Previously I discussed how important it is to children that teachers and parents acknowledge their feelings. While it seems that it would be a very simple task to listen to and acknowledge a child’s feelings, many parents and teachers have trouble or questions about how to deal with the feelings of a child.
Below are some common issues that teachers and parents may come across when facing the feelings of a child.
Students will not open up about their feelings. When asked how they feel they do not answer or give a short answer.
When asked out directly, many children will close up about their feelings. They do not like being put on the spot about the way they feel. In some cases children do not know why they are they are feeling a certain way. Many children do not know how to express their feelings in words.
In this case, it is best to avoid the why, what, and how questions. If you have a guess on what is going on, then go with it.
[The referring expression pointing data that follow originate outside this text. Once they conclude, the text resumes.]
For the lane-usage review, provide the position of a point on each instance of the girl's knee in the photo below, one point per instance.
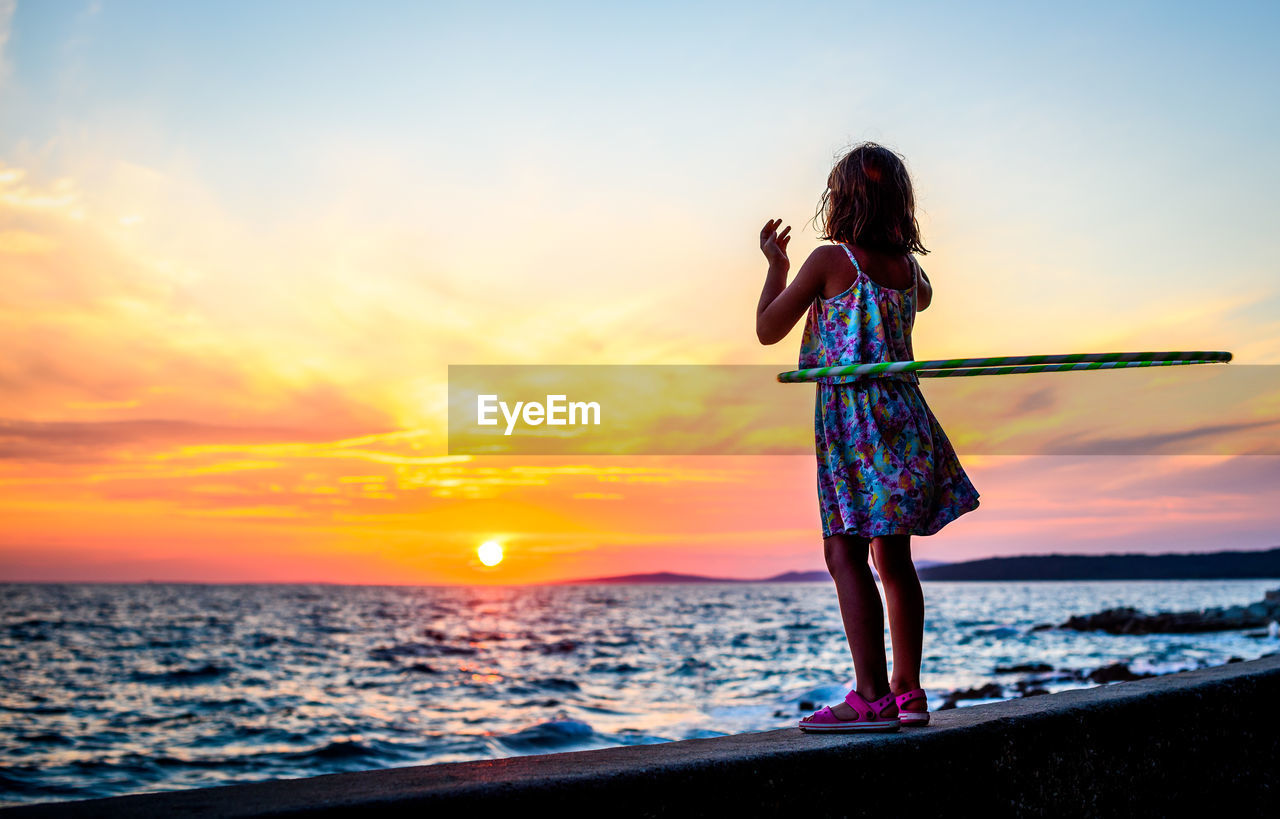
(892, 556)
(842, 552)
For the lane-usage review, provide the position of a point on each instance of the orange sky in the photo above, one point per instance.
(225, 347)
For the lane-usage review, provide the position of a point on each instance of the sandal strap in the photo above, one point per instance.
(865, 713)
(868, 712)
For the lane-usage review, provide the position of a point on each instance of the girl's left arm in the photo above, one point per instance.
(782, 305)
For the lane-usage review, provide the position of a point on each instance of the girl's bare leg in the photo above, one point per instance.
(864, 617)
(905, 600)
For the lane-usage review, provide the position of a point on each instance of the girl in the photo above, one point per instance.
(886, 470)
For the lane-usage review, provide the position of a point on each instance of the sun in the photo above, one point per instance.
(490, 553)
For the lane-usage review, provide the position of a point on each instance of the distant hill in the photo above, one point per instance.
(672, 577)
(1171, 566)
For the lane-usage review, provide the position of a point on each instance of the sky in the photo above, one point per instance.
(241, 243)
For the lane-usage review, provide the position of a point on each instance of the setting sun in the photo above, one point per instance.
(490, 553)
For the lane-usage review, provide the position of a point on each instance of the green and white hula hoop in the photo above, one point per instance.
(1006, 365)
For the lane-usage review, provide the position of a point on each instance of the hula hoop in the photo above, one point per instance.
(1006, 365)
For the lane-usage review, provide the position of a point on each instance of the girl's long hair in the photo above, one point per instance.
(869, 202)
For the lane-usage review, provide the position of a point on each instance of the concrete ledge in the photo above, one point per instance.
(1202, 740)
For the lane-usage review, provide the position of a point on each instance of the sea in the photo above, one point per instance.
(122, 689)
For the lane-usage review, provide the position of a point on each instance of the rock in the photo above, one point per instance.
(1129, 621)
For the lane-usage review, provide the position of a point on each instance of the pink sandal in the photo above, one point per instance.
(878, 715)
(912, 718)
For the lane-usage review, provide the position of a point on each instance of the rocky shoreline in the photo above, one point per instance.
(1264, 614)
(1129, 621)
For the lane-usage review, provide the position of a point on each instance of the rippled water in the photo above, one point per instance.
(122, 689)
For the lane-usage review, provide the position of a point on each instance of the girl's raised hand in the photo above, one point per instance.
(775, 245)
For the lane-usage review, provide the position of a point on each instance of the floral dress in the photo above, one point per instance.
(885, 466)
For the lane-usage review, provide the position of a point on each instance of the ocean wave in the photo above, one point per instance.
(558, 733)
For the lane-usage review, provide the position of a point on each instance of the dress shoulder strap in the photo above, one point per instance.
(853, 259)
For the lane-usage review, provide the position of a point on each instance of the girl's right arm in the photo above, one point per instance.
(923, 288)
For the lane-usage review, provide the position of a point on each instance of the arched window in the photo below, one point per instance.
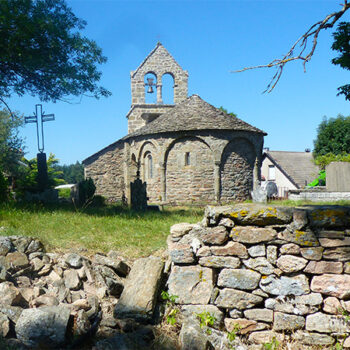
(149, 166)
(168, 88)
(150, 88)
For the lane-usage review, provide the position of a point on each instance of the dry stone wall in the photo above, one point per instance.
(265, 273)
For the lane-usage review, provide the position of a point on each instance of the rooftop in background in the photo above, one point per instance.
(297, 166)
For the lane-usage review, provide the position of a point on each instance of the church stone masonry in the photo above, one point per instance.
(188, 151)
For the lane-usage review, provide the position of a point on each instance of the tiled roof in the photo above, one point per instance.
(298, 166)
(194, 114)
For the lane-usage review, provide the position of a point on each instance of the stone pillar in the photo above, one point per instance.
(159, 93)
(217, 180)
(162, 172)
(256, 173)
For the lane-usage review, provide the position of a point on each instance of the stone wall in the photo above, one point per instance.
(106, 168)
(265, 272)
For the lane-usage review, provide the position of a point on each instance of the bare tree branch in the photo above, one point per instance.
(311, 34)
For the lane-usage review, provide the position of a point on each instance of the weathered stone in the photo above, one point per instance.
(192, 284)
(74, 260)
(231, 248)
(259, 264)
(312, 338)
(323, 323)
(44, 326)
(220, 261)
(264, 337)
(194, 310)
(339, 254)
(44, 300)
(329, 216)
(264, 315)
(181, 254)
(191, 337)
(321, 267)
(5, 245)
(239, 279)
(312, 253)
(232, 298)
(71, 279)
(333, 285)
(140, 289)
(287, 322)
(16, 261)
(347, 267)
(257, 250)
(251, 234)
(215, 235)
(332, 306)
(4, 325)
(254, 214)
(291, 263)
(203, 251)
(243, 326)
(296, 285)
(226, 222)
(271, 254)
(331, 243)
(179, 230)
(10, 295)
(304, 238)
(118, 264)
(290, 248)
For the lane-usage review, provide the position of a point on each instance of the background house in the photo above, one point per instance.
(289, 170)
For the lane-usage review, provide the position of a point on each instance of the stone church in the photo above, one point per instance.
(186, 151)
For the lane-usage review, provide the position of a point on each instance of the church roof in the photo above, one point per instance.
(159, 46)
(298, 167)
(194, 114)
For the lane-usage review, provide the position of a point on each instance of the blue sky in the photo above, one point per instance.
(209, 39)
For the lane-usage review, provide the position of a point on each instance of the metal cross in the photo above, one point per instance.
(43, 118)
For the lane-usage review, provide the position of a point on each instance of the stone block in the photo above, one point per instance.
(220, 261)
(239, 279)
(287, 322)
(296, 285)
(291, 263)
(321, 267)
(322, 323)
(192, 284)
(252, 235)
(332, 285)
(232, 298)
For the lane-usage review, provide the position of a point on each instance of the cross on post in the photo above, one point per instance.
(41, 156)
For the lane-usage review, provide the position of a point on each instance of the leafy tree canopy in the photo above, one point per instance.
(10, 143)
(333, 136)
(342, 45)
(43, 53)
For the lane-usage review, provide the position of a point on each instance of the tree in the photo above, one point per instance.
(301, 51)
(42, 52)
(333, 136)
(342, 45)
(10, 143)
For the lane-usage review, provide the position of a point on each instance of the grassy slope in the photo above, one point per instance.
(96, 229)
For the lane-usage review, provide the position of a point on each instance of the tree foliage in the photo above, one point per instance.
(72, 173)
(43, 53)
(333, 136)
(342, 45)
(10, 142)
(28, 180)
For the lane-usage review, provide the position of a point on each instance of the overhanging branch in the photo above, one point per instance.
(302, 43)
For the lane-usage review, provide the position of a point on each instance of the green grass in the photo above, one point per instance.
(99, 229)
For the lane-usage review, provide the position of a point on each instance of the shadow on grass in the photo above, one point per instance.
(103, 210)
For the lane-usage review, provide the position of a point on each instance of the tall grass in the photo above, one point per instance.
(63, 227)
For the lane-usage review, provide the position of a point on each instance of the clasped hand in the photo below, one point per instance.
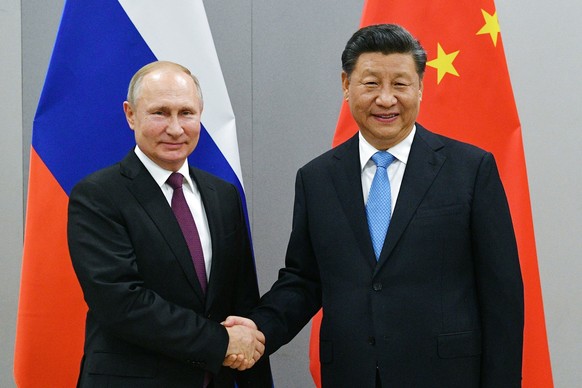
(246, 344)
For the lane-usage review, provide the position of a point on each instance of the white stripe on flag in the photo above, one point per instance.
(178, 31)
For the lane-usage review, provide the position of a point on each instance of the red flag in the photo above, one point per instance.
(468, 96)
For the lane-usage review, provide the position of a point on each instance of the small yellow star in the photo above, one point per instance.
(491, 26)
(444, 63)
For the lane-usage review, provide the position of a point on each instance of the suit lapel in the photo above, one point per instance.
(150, 197)
(346, 174)
(211, 204)
(424, 163)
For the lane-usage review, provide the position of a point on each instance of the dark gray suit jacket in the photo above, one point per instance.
(149, 324)
(443, 306)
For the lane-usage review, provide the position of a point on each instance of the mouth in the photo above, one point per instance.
(386, 116)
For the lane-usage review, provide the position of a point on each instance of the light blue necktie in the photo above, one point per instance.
(379, 205)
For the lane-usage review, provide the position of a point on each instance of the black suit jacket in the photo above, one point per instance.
(149, 324)
(443, 306)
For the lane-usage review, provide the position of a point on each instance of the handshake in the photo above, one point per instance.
(246, 344)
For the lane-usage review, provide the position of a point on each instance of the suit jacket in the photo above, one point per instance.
(443, 306)
(149, 323)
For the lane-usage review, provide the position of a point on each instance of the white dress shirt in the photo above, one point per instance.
(395, 171)
(193, 199)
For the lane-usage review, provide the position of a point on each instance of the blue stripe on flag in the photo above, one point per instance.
(79, 125)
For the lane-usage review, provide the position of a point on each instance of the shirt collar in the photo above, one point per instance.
(400, 151)
(159, 174)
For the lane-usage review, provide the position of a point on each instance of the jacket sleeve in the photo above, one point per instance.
(118, 298)
(499, 281)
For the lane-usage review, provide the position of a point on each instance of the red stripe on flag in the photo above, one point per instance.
(51, 311)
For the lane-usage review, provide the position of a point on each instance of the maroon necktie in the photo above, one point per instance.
(188, 226)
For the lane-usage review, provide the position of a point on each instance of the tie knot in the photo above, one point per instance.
(383, 158)
(175, 180)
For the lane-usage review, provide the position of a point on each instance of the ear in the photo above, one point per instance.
(129, 114)
(346, 85)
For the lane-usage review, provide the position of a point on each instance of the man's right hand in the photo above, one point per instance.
(246, 344)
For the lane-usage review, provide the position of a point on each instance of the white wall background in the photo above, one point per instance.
(281, 62)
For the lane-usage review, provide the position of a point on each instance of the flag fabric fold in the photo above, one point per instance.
(79, 127)
(468, 96)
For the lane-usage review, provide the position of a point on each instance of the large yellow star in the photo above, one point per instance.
(444, 63)
(491, 26)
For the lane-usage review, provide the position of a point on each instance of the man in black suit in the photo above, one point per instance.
(437, 300)
(155, 304)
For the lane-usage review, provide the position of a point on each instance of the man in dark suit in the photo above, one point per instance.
(155, 303)
(437, 299)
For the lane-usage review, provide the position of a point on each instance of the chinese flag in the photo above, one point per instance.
(467, 96)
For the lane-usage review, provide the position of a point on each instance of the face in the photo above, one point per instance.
(166, 117)
(384, 93)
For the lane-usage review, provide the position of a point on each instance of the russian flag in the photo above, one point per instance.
(80, 127)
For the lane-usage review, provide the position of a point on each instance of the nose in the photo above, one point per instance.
(174, 127)
(386, 97)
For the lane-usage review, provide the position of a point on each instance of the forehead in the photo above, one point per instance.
(168, 85)
(377, 62)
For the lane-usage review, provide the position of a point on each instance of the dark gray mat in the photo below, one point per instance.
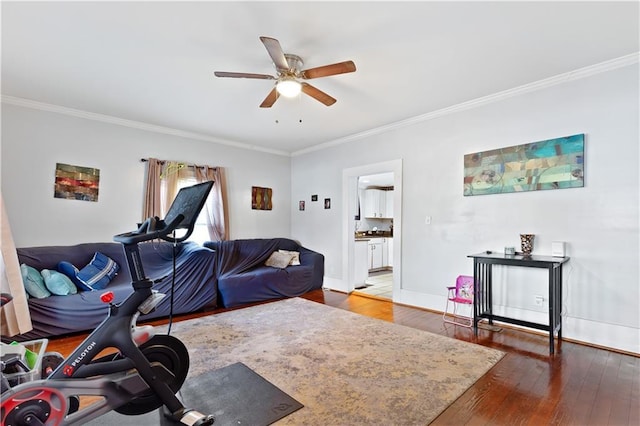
(235, 395)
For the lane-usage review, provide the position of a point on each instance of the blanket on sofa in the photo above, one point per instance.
(242, 276)
(58, 315)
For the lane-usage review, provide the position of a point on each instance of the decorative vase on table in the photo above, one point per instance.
(526, 243)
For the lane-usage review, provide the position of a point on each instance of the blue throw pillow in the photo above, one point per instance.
(33, 282)
(58, 283)
(70, 271)
(98, 273)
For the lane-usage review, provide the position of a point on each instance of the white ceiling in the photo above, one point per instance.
(153, 62)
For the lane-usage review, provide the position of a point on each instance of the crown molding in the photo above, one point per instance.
(42, 106)
(580, 73)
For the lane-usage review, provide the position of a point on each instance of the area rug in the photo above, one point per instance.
(345, 368)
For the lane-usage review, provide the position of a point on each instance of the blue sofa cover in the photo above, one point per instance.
(242, 276)
(58, 315)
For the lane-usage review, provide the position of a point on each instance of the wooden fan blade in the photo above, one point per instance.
(271, 99)
(318, 94)
(243, 75)
(333, 69)
(276, 53)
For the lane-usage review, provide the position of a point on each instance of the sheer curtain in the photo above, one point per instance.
(216, 213)
(15, 315)
(163, 180)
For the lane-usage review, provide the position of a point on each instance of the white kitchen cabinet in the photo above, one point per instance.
(375, 253)
(361, 263)
(385, 252)
(388, 206)
(378, 204)
(372, 203)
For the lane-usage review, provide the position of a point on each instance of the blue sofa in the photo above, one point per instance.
(58, 315)
(242, 276)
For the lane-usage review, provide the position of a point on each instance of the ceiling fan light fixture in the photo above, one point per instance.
(289, 87)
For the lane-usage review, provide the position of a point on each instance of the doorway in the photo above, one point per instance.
(359, 232)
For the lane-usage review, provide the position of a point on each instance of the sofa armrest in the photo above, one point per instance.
(316, 261)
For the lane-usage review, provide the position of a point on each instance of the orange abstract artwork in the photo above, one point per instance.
(261, 198)
(76, 183)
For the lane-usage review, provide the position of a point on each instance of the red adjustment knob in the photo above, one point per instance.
(107, 297)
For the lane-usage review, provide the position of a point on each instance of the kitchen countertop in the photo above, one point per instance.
(361, 236)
If you think that the child is having trouble with bullies, then say something like “it can be hurtful when someone teases or picks on you.” Even if this is not what is going on with the child, he or she now knows that you are tuning into his or her feelings. It also lets him or her know that you are there if he or she wants to talk more.
Some teachers do not feel that it is their job to listen to and deal with the feelings of the students. They feel that it is the job of the guidance counselor.
While a guidance counselor should be sought for serious or complicated issues, everyday emotions and feelings affect your class in many ways. Taking a few moments to deal with them can enhance the learning and teaching in your classroom without losing value time.